Synthesis design: How would you make pentanal from 1-pentyne? How would you make 2-pentanone from the same starting material?

Hint: Pentanal (anti-Markovnikov, aldehyde) → use disiamylborane then H₂O₂/NaOH. 2-pentanone (Markovnikov, methyl ketone) → use Hg²⁺/H₂O/H₂SO₄. Both work on the same alkyne; the choice of reagent system determines which carbonyl is formed.

Practice 5

Identify reactions by observation: A student adds reagent X to two different unknowns. With cyclohexene, a deep purple color fades to brown. With cyclohexane, no color change. What reagent is X? What is the product with cyclohexene? What does this tell you about the difference between alkenes and alkanes?

Hint: The purple-to-brown color change is the Baeyer test for unsaturation: cold dilute KMnO₄. Cyclohexene → cis-1,2-cyclohexanediol (with brown MnO₂ precipitate from reduction of Mn(VII) to Mn(IV)). Cyclohexane lacks π electrons, so it doesn't react. This is a key qualitative test for unsaturation, alongside Br₂ decolorization.

Practice 6

Stereochemistry challenge: Cyclohexene reacts with Br₂ to give racemic trans-1,2-dibromocyclohexane. WHY racemic? (Two stereocenters, one product — but what about (R,R) vs (S,S)?)
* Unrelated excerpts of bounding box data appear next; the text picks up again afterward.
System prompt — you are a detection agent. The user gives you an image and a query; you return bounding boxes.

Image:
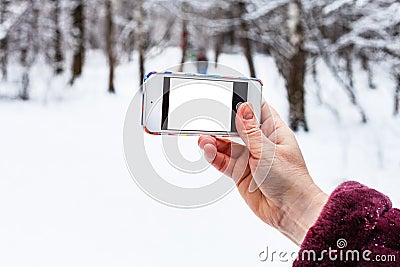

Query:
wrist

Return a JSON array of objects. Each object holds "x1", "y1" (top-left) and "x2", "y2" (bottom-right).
[{"x1": 278, "y1": 178, "x2": 329, "y2": 245}]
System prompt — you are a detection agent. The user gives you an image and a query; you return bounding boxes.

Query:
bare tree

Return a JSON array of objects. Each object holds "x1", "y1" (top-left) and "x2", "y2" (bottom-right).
[
  {"x1": 237, "y1": 1, "x2": 256, "y2": 77},
  {"x1": 70, "y1": 0, "x2": 85, "y2": 85},
  {"x1": 105, "y1": 0, "x2": 116, "y2": 94},
  {"x1": 281, "y1": 0, "x2": 308, "y2": 131},
  {"x1": 393, "y1": 64, "x2": 400, "y2": 116},
  {"x1": 51, "y1": 0, "x2": 64, "y2": 74},
  {"x1": 179, "y1": 1, "x2": 189, "y2": 71},
  {"x1": 17, "y1": 0, "x2": 38, "y2": 100},
  {"x1": 0, "y1": 0, "x2": 11, "y2": 80}
]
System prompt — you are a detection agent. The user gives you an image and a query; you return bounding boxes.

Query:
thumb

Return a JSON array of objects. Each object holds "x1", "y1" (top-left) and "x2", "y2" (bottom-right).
[
  {"x1": 236, "y1": 103, "x2": 272, "y2": 160},
  {"x1": 236, "y1": 103, "x2": 276, "y2": 192}
]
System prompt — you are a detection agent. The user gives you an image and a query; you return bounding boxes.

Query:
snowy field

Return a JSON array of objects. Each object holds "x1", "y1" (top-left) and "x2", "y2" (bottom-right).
[{"x1": 0, "y1": 48, "x2": 400, "y2": 267}]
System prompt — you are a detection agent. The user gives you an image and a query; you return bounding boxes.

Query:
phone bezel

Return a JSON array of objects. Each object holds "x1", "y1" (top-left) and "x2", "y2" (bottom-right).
[{"x1": 142, "y1": 71, "x2": 263, "y2": 136}]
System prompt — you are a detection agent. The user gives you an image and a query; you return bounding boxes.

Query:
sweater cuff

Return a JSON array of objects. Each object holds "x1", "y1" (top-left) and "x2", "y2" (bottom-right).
[{"x1": 299, "y1": 182, "x2": 392, "y2": 262}]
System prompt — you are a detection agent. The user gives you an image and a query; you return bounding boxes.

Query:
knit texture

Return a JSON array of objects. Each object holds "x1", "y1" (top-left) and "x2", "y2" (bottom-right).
[{"x1": 293, "y1": 182, "x2": 400, "y2": 267}]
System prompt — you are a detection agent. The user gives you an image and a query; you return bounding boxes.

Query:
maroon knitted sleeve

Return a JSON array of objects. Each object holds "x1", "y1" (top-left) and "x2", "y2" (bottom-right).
[{"x1": 293, "y1": 182, "x2": 400, "y2": 266}]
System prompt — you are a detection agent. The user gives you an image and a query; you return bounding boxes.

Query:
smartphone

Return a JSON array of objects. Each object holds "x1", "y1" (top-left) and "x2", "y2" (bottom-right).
[{"x1": 142, "y1": 72, "x2": 263, "y2": 136}]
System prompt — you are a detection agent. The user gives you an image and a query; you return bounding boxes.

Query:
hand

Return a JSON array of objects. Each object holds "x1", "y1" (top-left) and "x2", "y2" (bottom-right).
[{"x1": 199, "y1": 102, "x2": 328, "y2": 245}]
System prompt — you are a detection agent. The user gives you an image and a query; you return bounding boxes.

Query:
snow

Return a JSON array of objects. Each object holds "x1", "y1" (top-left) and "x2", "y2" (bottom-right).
[{"x1": 0, "y1": 48, "x2": 400, "y2": 266}]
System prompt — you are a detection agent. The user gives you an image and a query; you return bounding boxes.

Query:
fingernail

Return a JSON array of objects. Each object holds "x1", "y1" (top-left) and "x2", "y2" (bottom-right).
[{"x1": 243, "y1": 103, "x2": 254, "y2": 120}]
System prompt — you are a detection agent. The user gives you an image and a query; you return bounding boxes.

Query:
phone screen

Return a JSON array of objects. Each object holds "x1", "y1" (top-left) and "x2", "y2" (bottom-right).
[{"x1": 161, "y1": 77, "x2": 248, "y2": 132}]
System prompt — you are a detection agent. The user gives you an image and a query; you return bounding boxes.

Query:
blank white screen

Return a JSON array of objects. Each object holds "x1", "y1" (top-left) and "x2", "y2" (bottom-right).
[{"x1": 168, "y1": 78, "x2": 233, "y2": 132}]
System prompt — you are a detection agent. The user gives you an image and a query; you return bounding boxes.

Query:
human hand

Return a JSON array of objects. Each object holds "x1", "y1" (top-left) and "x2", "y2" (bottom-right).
[{"x1": 198, "y1": 102, "x2": 328, "y2": 245}]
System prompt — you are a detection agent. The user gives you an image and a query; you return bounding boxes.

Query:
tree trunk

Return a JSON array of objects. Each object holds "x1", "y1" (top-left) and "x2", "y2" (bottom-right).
[
  {"x1": 70, "y1": 0, "x2": 85, "y2": 85},
  {"x1": 179, "y1": 20, "x2": 189, "y2": 72},
  {"x1": 394, "y1": 73, "x2": 400, "y2": 115},
  {"x1": 18, "y1": 0, "x2": 38, "y2": 100},
  {"x1": 286, "y1": 0, "x2": 308, "y2": 131},
  {"x1": 238, "y1": 2, "x2": 256, "y2": 77},
  {"x1": 52, "y1": 0, "x2": 64, "y2": 74},
  {"x1": 135, "y1": 0, "x2": 148, "y2": 85},
  {"x1": 0, "y1": 0, "x2": 11, "y2": 80},
  {"x1": 179, "y1": 2, "x2": 189, "y2": 72},
  {"x1": 214, "y1": 33, "x2": 224, "y2": 68},
  {"x1": 106, "y1": 0, "x2": 115, "y2": 94},
  {"x1": 360, "y1": 52, "x2": 376, "y2": 89}
]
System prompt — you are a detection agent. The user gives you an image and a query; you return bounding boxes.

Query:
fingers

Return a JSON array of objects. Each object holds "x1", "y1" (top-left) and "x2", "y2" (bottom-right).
[
  {"x1": 198, "y1": 135, "x2": 244, "y2": 158},
  {"x1": 236, "y1": 103, "x2": 274, "y2": 159},
  {"x1": 236, "y1": 103, "x2": 276, "y2": 192},
  {"x1": 198, "y1": 136, "x2": 236, "y2": 177}
]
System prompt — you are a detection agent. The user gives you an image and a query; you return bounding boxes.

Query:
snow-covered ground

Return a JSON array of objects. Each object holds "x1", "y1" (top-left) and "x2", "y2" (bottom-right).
[{"x1": 0, "y1": 48, "x2": 400, "y2": 267}]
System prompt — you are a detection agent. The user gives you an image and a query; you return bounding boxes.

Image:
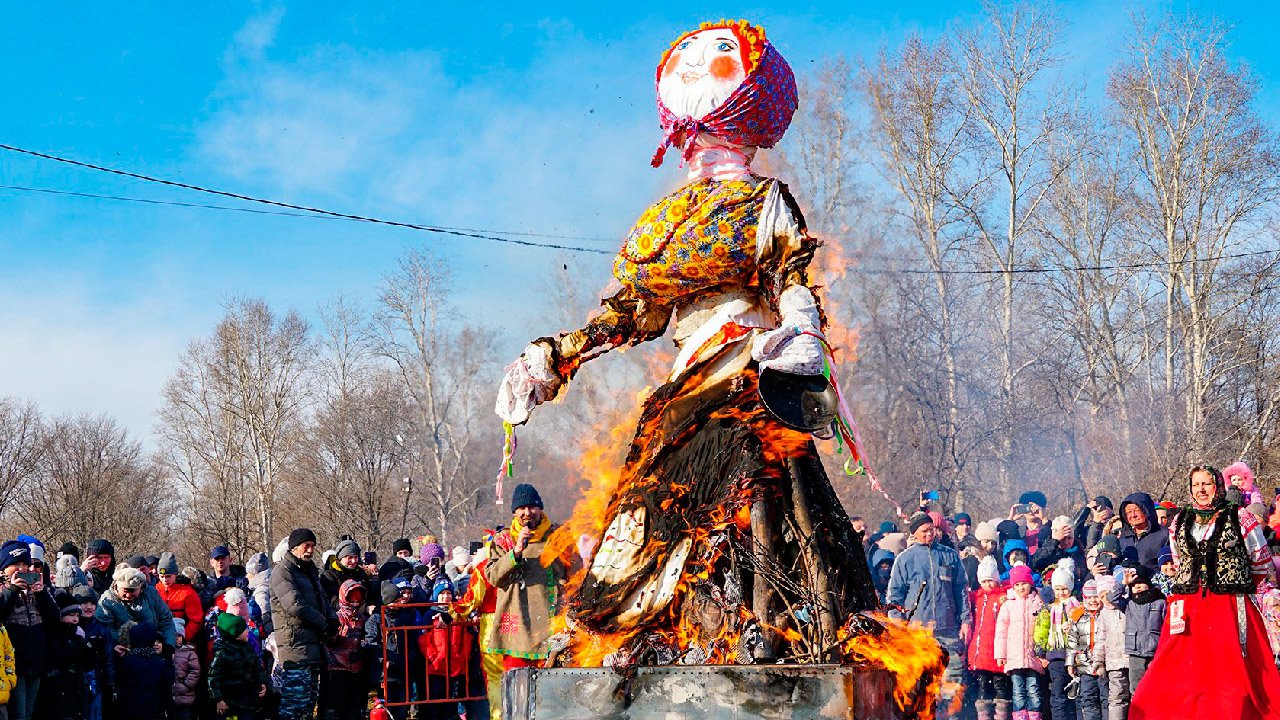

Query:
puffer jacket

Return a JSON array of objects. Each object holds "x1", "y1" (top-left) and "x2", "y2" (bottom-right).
[
  {"x1": 1117, "y1": 492, "x2": 1169, "y2": 575},
  {"x1": 969, "y1": 585, "x2": 1009, "y2": 673},
  {"x1": 1093, "y1": 607, "x2": 1129, "y2": 671},
  {"x1": 271, "y1": 553, "x2": 332, "y2": 669},
  {"x1": 173, "y1": 640, "x2": 200, "y2": 706},
  {"x1": 996, "y1": 591, "x2": 1044, "y2": 673},
  {"x1": 1066, "y1": 607, "x2": 1106, "y2": 675}
]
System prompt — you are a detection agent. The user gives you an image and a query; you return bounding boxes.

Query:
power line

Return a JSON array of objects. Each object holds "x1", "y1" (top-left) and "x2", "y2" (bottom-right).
[{"x1": 0, "y1": 143, "x2": 613, "y2": 255}]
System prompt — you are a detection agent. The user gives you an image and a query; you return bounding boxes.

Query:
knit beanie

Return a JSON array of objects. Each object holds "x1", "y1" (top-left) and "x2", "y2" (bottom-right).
[
  {"x1": 84, "y1": 538, "x2": 115, "y2": 560},
  {"x1": 288, "y1": 528, "x2": 316, "y2": 550},
  {"x1": 156, "y1": 552, "x2": 179, "y2": 575},
  {"x1": 511, "y1": 483, "x2": 543, "y2": 512},
  {"x1": 419, "y1": 542, "x2": 444, "y2": 565},
  {"x1": 334, "y1": 539, "x2": 360, "y2": 560},
  {"x1": 0, "y1": 541, "x2": 31, "y2": 570},
  {"x1": 1051, "y1": 557, "x2": 1075, "y2": 591},
  {"x1": 973, "y1": 523, "x2": 1000, "y2": 542},
  {"x1": 1009, "y1": 565, "x2": 1036, "y2": 585},
  {"x1": 978, "y1": 555, "x2": 1000, "y2": 583},
  {"x1": 218, "y1": 612, "x2": 248, "y2": 638}
]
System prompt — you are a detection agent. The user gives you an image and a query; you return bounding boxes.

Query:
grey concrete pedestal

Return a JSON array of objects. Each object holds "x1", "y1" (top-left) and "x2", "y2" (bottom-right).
[{"x1": 503, "y1": 665, "x2": 899, "y2": 720}]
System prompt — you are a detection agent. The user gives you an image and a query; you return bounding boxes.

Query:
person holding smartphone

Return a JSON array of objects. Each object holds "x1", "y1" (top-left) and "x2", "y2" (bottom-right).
[{"x1": 0, "y1": 532, "x2": 61, "y2": 720}]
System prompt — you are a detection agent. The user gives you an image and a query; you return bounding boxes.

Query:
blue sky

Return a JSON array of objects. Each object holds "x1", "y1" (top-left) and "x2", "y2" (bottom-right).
[{"x1": 0, "y1": 0, "x2": 1280, "y2": 434}]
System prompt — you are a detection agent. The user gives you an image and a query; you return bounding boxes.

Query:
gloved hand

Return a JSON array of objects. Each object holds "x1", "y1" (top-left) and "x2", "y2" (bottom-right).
[
  {"x1": 751, "y1": 284, "x2": 824, "y2": 375},
  {"x1": 494, "y1": 342, "x2": 562, "y2": 425}
]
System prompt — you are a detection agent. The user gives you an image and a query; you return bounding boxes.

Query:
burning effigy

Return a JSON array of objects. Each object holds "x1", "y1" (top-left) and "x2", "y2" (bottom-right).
[{"x1": 497, "y1": 20, "x2": 942, "y2": 707}]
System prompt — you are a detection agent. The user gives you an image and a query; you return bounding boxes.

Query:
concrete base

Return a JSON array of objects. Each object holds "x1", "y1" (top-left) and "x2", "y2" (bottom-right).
[{"x1": 502, "y1": 665, "x2": 900, "y2": 720}]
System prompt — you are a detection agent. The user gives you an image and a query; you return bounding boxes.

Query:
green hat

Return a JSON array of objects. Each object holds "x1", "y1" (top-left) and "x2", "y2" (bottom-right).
[{"x1": 218, "y1": 612, "x2": 248, "y2": 638}]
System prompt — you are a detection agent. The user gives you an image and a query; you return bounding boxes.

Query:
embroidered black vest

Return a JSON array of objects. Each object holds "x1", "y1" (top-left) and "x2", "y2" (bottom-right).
[{"x1": 1170, "y1": 505, "x2": 1257, "y2": 594}]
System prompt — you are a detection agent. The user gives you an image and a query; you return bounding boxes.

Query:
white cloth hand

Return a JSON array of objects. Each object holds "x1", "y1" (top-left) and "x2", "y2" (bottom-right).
[
  {"x1": 751, "y1": 284, "x2": 824, "y2": 375},
  {"x1": 494, "y1": 342, "x2": 561, "y2": 425}
]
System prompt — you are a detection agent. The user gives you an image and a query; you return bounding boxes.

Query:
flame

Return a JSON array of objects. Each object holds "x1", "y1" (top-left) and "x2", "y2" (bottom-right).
[{"x1": 836, "y1": 614, "x2": 960, "y2": 719}]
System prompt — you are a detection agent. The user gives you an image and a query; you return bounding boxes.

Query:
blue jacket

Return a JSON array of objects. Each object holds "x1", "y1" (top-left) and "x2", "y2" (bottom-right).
[{"x1": 884, "y1": 543, "x2": 972, "y2": 638}]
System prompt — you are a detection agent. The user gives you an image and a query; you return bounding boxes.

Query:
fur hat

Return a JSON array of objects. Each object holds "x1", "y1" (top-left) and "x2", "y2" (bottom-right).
[
  {"x1": 1222, "y1": 461, "x2": 1257, "y2": 491},
  {"x1": 973, "y1": 523, "x2": 1000, "y2": 542},
  {"x1": 978, "y1": 555, "x2": 1000, "y2": 583},
  {"x1": 1009, "y1": 565, "x2": 1036, "y2": 585}
]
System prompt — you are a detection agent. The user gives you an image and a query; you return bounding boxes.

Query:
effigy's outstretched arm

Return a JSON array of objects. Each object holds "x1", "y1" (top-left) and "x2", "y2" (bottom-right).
[{"x1": 495, "y1": 288, "x2": 671, "y2": 425}]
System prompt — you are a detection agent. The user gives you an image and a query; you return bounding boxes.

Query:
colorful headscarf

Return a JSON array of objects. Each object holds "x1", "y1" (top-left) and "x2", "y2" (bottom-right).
[{"x1": 650, "y1": 20, "x2": 799, "y2": 168}]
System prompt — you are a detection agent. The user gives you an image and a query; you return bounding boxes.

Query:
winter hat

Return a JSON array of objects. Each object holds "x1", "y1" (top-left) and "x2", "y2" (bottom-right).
[
  {"x1": 973, "y1": 523, "x2": 1000, "y2": 542},
  {"x1": 111, "y1": 565, "x2": 147, "y2": 591},
  {"x1": 908, "y1": 512, "x2": 933, "y2": 536},
  {"x1": 978, "y1": 555, "x2": 1000, "y2": 583},
  {"x1": 417, "y1": 540, "x2": 445, "y2": 565},
  {"x1": 378, "y1": 580, "x2": 399, "y2": 605},
  {"x1": 1222, "y1": 462, "x2": 1256, "y2": 491},
  {"x1": 1080, "y1": 579, "x2": 1098, "y2": 598},
  {"x1": 334, "y1": 539, "x2": 360, "y2": 560},
  {"x1": 84, "y1": 538, "x2": 115, "y2": 559},
  {"x1": 244, "y1": 552, "x2": 271, "y2": 575},
  {"x1": 216, "y1": 612, "x2": 248, "y2": 638},
  {"x1": 511, "y1": 483, "x2": 543, "y2": 512},
  {"x1": 1009, "y1": 565, "x2": 1036, "y2": 585},
  {"x1": 287, "y1": 528, "x2": 316, "y2": 550},
  {"x1": 1018, "y1": 489, "x2": 1048, "y2": 507},
  {"x1": 156, "y1": 552, "x2": 179, "y2": 575},
  {"x1": 0, "y1": 541, "x2": 31, "y2": 570},
  {"x1": 1052, "y1": 557, "x2": 1075, "y2": 591}
]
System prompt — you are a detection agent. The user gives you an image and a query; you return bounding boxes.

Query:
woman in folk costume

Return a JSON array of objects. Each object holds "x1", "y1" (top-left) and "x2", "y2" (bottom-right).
[
  {"x1": 1129, "y1": 466, "x2": 1280, "y2": 720},
  {"x1": 497, "y1": 22, "x2": 877, "y2": 661}
]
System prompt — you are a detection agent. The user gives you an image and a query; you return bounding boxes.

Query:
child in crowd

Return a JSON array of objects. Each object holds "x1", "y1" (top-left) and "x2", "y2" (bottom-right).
[
  {"x1": 1093, "y1": 575, "x2": 1129, "y2": 720},
  {"x1": 209, "y1": 612, "x2": 268, "y2": 720},
  {"x1": 113, "y1": 621, "x2": 173, "y2": 720},
  {"x1": 1066, "y1": 579, "x2": 1103, "y2": 720},
  {"x1": 169, "y1": 618, "x2": 200, "y2": 720},
  {"x1": 996, "y1": 565, "x2": 1044, "y2": 720},
  {"x1": 1116, "y1": 565, "x2": 1165, "y2": 689},
  {"x1": 1036, "y1": 557, "x2": 1080, "y2": 719},
  {"x1": 969, "y1": 556, "x2": 1010, "y2": 720}
]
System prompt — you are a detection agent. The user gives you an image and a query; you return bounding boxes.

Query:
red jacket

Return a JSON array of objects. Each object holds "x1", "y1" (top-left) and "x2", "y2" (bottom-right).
[
  {"x1": 417, "y1": 623, "x2": 476, "y2": 678},
  {"x1": 969, "y1": 584, "x2": 1009, "y2": 673},
  {"x1": 156, "y1": 582, "x2": 205, "y2": 642}
]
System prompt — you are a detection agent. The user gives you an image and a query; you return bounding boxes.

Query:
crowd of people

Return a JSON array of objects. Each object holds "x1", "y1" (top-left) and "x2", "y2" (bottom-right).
[
  {"x1": 0, "y1": 484, "x2": 564, "y2": 720},
  {"x1": 854, "y1": 462, "x2": 1280, "y2": 720}
]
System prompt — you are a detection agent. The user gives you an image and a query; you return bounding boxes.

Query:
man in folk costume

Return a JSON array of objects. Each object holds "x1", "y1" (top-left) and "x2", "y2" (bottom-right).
[
  {"x1": 1129, "y1": 465, "x2": 1280, "y2": 720},
  {"x1": 497, "y1": 20, "x2": 878, "y2": 664},
  {"x1": 484, "y1": 483, "x2": 566, "y2": 670}
]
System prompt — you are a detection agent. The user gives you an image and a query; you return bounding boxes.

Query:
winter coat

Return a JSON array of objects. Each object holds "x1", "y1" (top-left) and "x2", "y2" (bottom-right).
[
  {"x1": 884, "y1": 543, "x2": 972, "y2": 638},
  {"x1": 36, "y1": 621, "x2": 93, "y2": 720},
  {"x1": 209, "y1": 637, "x2": 269, "y2": 715},
  {"x1": 1121, "y1": 588, "x2": 1165, "y2": 657},
  {"x1": 156, "y1": 575, "x2": 205, "y2": 642},
  {"x1": 0, "y1": 625, "x2": 18, "y2": 705},
  {"x1": 1066, "y1": 607, "x2": 1106, "y2": 675},
  {"x1": 417, "y1": 619, "x2": 476, "y2": 678},
  {"x1": 996, "y1": 591, "x2": 1044, "y2": 673},
  {"x1": 969, "y1": 585, "x2": 1009, "y2": 673},
  {"x1": 173, "y1": 644, "x2": 200, "y2": 706},
  {"x1": 0, "y1": 585, "x2": 61, "y2": 678},
  {"x1": 1093, "y1": 606, "x2": 1129, "y2": 671},
  {"x1": 484, "y1": 525, "x2": 566, "y2": 660},
  {"x1": 113, "y1": 622, "x2": 173, "y2": 720},
  {"x1": 95, "y1": 585, "x2": 177, "y2": 648},
  {"x1": 1117, "y1": 492, "x2": 1169, "y2": 575},
  {"x1": 271, "y1": 553, "x2": 332, "y2": 667}
]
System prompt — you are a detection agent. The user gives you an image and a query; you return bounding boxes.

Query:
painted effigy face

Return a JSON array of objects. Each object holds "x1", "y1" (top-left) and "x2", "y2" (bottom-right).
[{"x1": 658, "y1": 28, "x2": 746, "y2": 118}]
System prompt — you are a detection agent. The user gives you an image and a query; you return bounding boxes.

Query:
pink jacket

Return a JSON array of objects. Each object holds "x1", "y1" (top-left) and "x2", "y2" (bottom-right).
[{"x1": 996, "y1": 591, "x2": 1044, "y2": 673}]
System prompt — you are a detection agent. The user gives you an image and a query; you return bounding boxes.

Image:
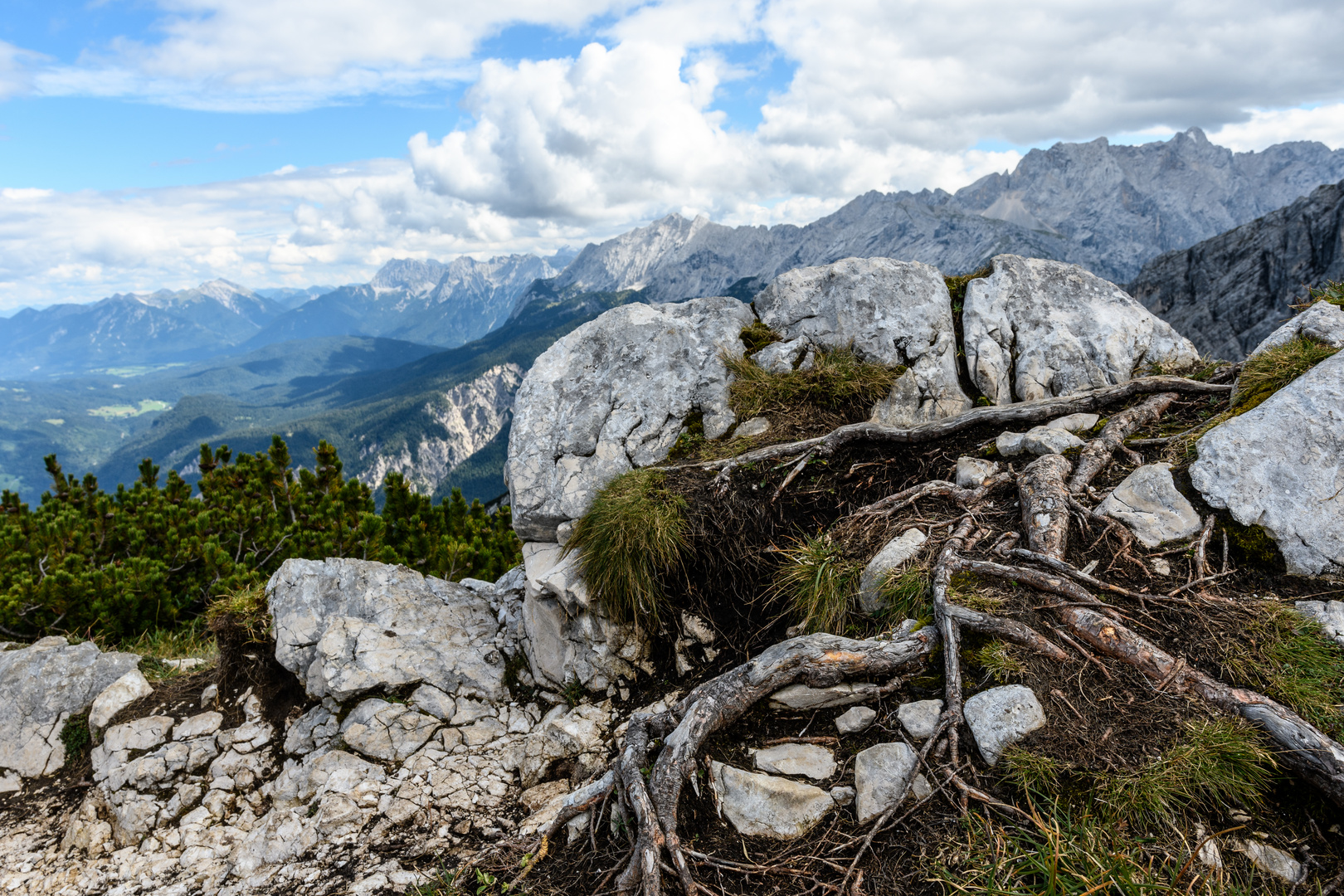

Hint: The bromonium ion can form on either face of the planar alkene with equal probability. If it forms on the top face, Br⁻ attacks from below → one enantiomer (e.g., R,R). If it forms on the bottom face, Br⁻ attacks from above → the other enantiomer (S,S). Equal populations of both = racemic mixture of the trans diastereomer. The (R,S) meso form is NOT trans — it would be cis, which doesn't form here.